Azerbaijan pada Rabu menawarkan untuk mengembalikan jenazah 100 tentara Armenia yang tewas dalam bentrokan terburuk antara rival bersejarah sejak perang 2020 mereka.
Tawaran itu datang hanya sehari setelah pertempuran pecah antara musuh bebuyutan, dengan masing-masing menuduh yang lain melanggar gencatan senjata rapuh yang digambarkan seorang analis sebagai “bukan perang, atau perdamaian.”
Komisi tahanan perang Azerbaijan menyerukan gencatan senjata, dengan mengatakan “siap untuk menyerahkan jenazah 100 prajurit Armenia ke Armenia secara sepihak.”
Yerevan mengkonfirmasi pada hari Rabu bahwa 105 tentaranya tewas dalam bentrokan baru-baru ini, sementara Baku melaporkan kematian 50 prajuritnya.
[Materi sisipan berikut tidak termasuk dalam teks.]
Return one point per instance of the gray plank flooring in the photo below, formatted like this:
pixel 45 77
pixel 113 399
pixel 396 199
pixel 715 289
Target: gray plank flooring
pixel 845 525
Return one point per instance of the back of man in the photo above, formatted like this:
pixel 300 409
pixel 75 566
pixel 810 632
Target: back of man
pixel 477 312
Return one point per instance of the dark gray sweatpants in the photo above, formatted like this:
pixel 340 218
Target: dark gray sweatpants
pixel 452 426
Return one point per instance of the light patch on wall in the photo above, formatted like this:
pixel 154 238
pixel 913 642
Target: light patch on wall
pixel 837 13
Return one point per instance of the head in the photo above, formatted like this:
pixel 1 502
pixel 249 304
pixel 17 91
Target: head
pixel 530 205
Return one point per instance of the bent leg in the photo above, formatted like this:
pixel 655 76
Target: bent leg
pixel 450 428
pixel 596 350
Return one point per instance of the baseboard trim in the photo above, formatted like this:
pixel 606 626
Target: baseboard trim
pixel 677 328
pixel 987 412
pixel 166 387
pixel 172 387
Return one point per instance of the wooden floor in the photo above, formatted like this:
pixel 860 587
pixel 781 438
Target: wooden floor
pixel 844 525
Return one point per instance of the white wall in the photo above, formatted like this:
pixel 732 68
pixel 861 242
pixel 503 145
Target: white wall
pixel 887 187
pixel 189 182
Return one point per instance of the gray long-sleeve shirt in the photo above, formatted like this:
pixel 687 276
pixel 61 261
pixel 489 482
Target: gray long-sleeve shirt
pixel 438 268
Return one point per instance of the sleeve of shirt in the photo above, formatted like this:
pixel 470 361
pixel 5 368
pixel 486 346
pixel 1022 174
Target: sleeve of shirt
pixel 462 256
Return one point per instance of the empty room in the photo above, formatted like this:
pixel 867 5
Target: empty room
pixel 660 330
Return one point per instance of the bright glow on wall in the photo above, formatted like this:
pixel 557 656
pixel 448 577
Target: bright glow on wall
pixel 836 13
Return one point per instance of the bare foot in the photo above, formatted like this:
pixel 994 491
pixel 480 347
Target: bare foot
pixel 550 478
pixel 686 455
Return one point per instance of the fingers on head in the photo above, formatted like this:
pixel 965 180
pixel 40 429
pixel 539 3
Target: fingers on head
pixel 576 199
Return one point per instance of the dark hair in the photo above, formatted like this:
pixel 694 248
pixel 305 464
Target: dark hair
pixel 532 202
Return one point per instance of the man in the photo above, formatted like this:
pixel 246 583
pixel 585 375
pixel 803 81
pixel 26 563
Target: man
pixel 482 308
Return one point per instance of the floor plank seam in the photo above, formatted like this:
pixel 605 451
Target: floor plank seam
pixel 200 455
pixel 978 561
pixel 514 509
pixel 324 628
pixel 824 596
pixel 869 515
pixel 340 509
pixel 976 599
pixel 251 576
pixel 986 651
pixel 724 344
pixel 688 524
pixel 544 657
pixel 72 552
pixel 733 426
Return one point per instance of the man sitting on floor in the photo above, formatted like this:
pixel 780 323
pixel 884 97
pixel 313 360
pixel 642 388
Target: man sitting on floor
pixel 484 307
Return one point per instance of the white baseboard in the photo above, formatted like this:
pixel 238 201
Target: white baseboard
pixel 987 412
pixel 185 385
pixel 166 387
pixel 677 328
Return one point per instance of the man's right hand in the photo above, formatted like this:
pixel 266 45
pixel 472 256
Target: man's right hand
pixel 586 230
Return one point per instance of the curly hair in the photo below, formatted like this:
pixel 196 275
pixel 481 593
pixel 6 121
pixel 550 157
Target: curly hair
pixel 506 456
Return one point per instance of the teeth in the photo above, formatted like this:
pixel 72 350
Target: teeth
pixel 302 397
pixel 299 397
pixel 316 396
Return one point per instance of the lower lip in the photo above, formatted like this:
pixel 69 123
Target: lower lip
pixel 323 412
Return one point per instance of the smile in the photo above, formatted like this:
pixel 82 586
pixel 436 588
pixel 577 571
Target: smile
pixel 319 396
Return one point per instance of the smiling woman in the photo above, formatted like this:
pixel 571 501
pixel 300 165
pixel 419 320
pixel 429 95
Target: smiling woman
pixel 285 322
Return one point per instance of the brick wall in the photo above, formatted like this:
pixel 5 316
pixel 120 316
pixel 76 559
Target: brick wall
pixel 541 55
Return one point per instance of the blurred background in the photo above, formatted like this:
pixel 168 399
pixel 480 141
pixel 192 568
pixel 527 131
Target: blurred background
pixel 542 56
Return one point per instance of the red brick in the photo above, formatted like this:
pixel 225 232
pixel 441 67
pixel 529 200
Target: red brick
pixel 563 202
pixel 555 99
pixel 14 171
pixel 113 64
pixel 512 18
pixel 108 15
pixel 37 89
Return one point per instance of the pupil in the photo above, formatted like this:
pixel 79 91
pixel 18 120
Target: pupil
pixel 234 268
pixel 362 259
Rusia mengumumkan pada hari Selasa bahwa mereka telah merundingkan gencatan senjata, tetapi pada hari Rabu Kementerian Pertahanan Armenia mengatakan “musuh telah meluncurkan kembali serangannya dengan artileri, mortir, senjata api kaliber besar ke arah Jermuk, Verin Shorzha” di perbatasan untuk digunakan.
“Pimpinan militer-politik Azerbaijan melanjutkan tindakan agresinya terhadap wilayah kedaulatan Armenia, menargetkan infrastruktur militer dan sipil,” kata pernyataan hari Rabu.
Juru bicara kementerian Aram Tonoyan mengatakan pada hari Rabu bahwa Azerbaijan telah mengintensifkan tembakan artileri roket, termasuk penyelesaian damai.
Kementerian Pertahanan Azerbaijan mengatakan pasukan Armenia “melanggar gencatan senjata … dan menembaki posisi Azerbaijan di dekat Kelbajar dan Lachin dengan mortir dan artileri.”
Eskalasi hari Selasa terjadi ketika sekutu terdekat Yerevan, Moskow, terganggu oleh perang enam bulan melawan Ukraina.
Juru bicara Presiden Rusia Vladimir Putin, Dmitry Peskov, mengatakan bahwa “Pastinya, ketegangan berlanjut” pada hari Rabu di perbatasan Armenia-Azerbaijan.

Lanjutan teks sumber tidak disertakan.